Researchers from the University of Louisiana at Lafayette have found that sea anemones, which have remarkable regenerative properties that allow them to rebuild the missing halves of their bodies when they tear themselves in two during reproduction, may be the key to repairing damaged hair cells in the inner ears of mice.
In a recent announcement, research scientist Glen Watson, PhD, explained that sea anemones occurred to him as a possible source for rescuing damaged cochlear hair cells to restore hearing because sea anemones can restore the sensitive hair cells on their tentacles which they use to detect passing prey. “It occurred to me that if any animal could recover from damage to its hair bundles, anemones would be the ones,” said Watson.

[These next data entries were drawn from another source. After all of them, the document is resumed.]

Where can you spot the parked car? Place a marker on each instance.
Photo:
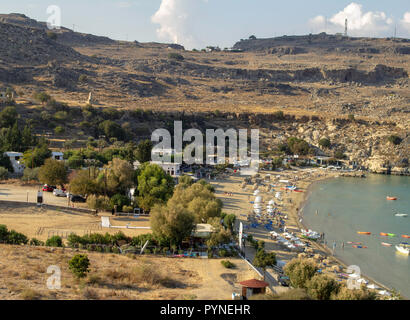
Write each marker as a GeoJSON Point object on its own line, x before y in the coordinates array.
{"type": "Point", "coordinates": [75, 198]}
{"type": "Point", "coordinates": [284, 281]}
{"type": "Point", "coordinates": [48, 188]}
{"type": "Point", "coordinates": [59, 193]}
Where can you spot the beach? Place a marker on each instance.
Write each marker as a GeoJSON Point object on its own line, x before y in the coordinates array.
{"type": "Point", "coordinates": [237, 200]}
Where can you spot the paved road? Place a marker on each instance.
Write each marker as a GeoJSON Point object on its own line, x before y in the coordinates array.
{"type": "Point", "coordinates": [22, 194]}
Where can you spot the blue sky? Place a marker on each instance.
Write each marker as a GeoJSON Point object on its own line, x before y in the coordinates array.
{"type": "Point", "coordinates": [198, 23]}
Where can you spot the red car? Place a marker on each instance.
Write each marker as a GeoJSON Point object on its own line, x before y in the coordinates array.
{"type": "Point", "coordinates": [48, 188]}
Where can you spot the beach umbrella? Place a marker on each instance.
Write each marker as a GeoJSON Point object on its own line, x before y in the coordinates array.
{"type": "Point", "coordinates": [372, 286]}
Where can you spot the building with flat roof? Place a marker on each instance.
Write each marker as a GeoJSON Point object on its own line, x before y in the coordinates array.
{"type": "Point", "coordinates": [15, 159]}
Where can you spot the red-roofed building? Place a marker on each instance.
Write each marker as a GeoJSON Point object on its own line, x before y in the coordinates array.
{"type": "Point", "coordinates": [252, 287]}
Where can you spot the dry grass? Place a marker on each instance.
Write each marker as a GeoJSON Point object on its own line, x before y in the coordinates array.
{"type": "Point", "coordinates": [111, 276]}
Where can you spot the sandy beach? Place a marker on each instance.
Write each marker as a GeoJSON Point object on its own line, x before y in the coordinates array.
{"type": "Point", "coordinates": [237, 200]}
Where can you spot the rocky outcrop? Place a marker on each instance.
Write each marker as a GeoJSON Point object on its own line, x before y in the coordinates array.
{"type": "Point", "coordinates": [30, 47]}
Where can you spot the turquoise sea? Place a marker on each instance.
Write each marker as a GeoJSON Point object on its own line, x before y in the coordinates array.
{"type": "Point", "coordinates": [348, 205]}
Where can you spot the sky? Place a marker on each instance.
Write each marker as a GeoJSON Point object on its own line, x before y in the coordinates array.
{"type": "Point", "coordinates": [200, 23]}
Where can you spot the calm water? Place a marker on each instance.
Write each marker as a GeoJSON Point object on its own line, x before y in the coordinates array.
{"type": "Point", "coordinates": [356, 204]}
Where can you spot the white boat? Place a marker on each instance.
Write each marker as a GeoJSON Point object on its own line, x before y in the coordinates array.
{"type": "Point", "coordinates": [401, 215]}
{"type": "Point", "coordinates": [403, 249]}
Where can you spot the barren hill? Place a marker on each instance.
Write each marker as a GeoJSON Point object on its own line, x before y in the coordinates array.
{"type": "Point", "coordinates": [325, 43]}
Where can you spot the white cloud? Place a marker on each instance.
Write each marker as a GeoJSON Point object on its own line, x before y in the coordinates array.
{"type": "Point", "coordinates": [125, 4]}
{"type": "Point", "coordinates": [176, 19]}
{"type": "Point", "coordinates": [359, 23]}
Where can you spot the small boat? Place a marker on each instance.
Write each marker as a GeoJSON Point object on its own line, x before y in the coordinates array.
{"type": "Point", "coordinates": [403, 249]}
{"type": "Point", "coordinates": [401, 215]}
{"type": "Point", "coordinates": [392, 235]}
{"type": "Point", "coordinates": [386, 244]}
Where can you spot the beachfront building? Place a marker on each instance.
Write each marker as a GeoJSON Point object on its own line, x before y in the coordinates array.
{"type": "Point", "coordinates": [253, 287]}
{"type": "Point", "coordinates": [55, 155]}
{"type": "Point", "coordinates": [15, 159]}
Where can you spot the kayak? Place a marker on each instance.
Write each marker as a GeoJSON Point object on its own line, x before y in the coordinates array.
{"type": "Point", "coordinates": [387, 234]}
{"type": "Point", "coordinates": [386, 244]}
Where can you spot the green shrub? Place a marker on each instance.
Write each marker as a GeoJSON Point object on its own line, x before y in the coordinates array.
{"type": "Point", "coordinates": [36, 242]}
{"type": "Point", "coordinates": [127, 209]}
{"type": "Point", "coordinates": [16, 238]}
{"type": "Point", "coordinates": [59, 130]}
{"type": "Point", "coordinates": [222, 253]}
{"type": "Point", "coordinates": [30, 174]}
{"type": "Point", "coordinates": [4, 173]}
{"type": "Point", "coordinates": [321, 287]}
{"type": "Point", "coordinates": [300, 271]}
{"type": "Point", "coordinates": [54, 241]}
{"type": "Point", "coordinates": [325, 143]}
{"type": "Point", "coordinates": [42, 97]}
{"type": "Point", "coordinates": [4, 232]}
{"type": "Point", "coordinates": [394, 140]}
{"type": "Point", "coordinates": [120, 201]}
{"type": "Point", "coordinates": [82, 78]}
{"type": "Point", "coordinates": [98, 202]}
{"type": "Point", "coordinates": [79, 265]}
{"type": "Point", "coordinates": [175, 56]}
{"type": "Point", "coordinates": [51, 35]}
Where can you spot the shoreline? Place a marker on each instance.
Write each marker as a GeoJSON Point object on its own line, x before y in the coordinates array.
{"type": "Point", "coordinates": [323, 247]}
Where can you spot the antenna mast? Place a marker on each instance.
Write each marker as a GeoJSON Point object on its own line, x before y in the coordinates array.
{"type": "Point", "coordinates": [346, 27]}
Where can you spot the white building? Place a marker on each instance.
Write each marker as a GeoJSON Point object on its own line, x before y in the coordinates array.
{"type": "Point", "coordinates": [173, 169]}
{"type": "Point", "coordinates": [15, 158]}
{"type": "Point", "coordinates": [57, 155]}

Having discovered a cocktail of proteins in the mucus coating sea anemones’ bodies that allows them to repair injured hair cells in as few as 8 minutes, Watson and co-investigator Pei-Ciao Tang, PhD, decided to find out what effect the restorative proteins might have on the damaged cochlear cells of mice. The research team’s study article on how sea anemone proteins can repair damaged mouse cochlear hair cells appeared in the August 2016 edition of the Journal of Experimental Biology.
Recalling that growing the delicate hair cells in the lab was very challenging, Watson and Tang eventually succeeded in dissecting the minute cochleae and attaching the cultured cells to coverslips, thanks to advice from Karen Smith and other colleagues.
Hair cells have a bundle of minute hair-like structures on the surface called stereocilia, which are tethered at the tips by protein strands in a V-shaped formation. According to the authors, it is the tethers that break when hair cells are damaged, causing the stereocilia to collapse.
Knowing that calcium is an essential component of the tether structures, Watson and Tang transferred the hair cells to an environment lacking calcium for 15 minutes in an attempt to reproduce the destruction produced by sound in mammalian cochleae. They observed that in this environment, the stereocilia splayed rather than occurring in well-organized bundles. In addition, the hair cells were unable to take up a dye that undamaged hair cells can absorb readily. Having confirmed that the low calcium environment was destructive, Watson and Tang collected the mucus from starlet sea anemones that had damaged tentacle hair cells, isolated the repair proteins, and added the protein cocktail to the damaged mouse hair cells for one hour.
The researchers found that hair cells recovered significantly after the repair proteins from the sea anemones had been added to the mouse cells. The stereocilia were no longer splayed and the cells improved sufficiently to absorb the dye. Watson and Tang then searched the mouse genome for examples of the crucial repair proteins and found evidence that mice produce many proteins that are closely related to the sea anemone repair proteins, suggesting that it may be possible to mobilize the same repair mechanisms in mammals with damaged hearing.
The authors hope this discovery will eventually lead to a treatment for human patients with acute hearing loss, but acknowledge that this research is in its infancy. Next steps are to discover the mechanism that could eventually allow sea anemones to restore our hearing.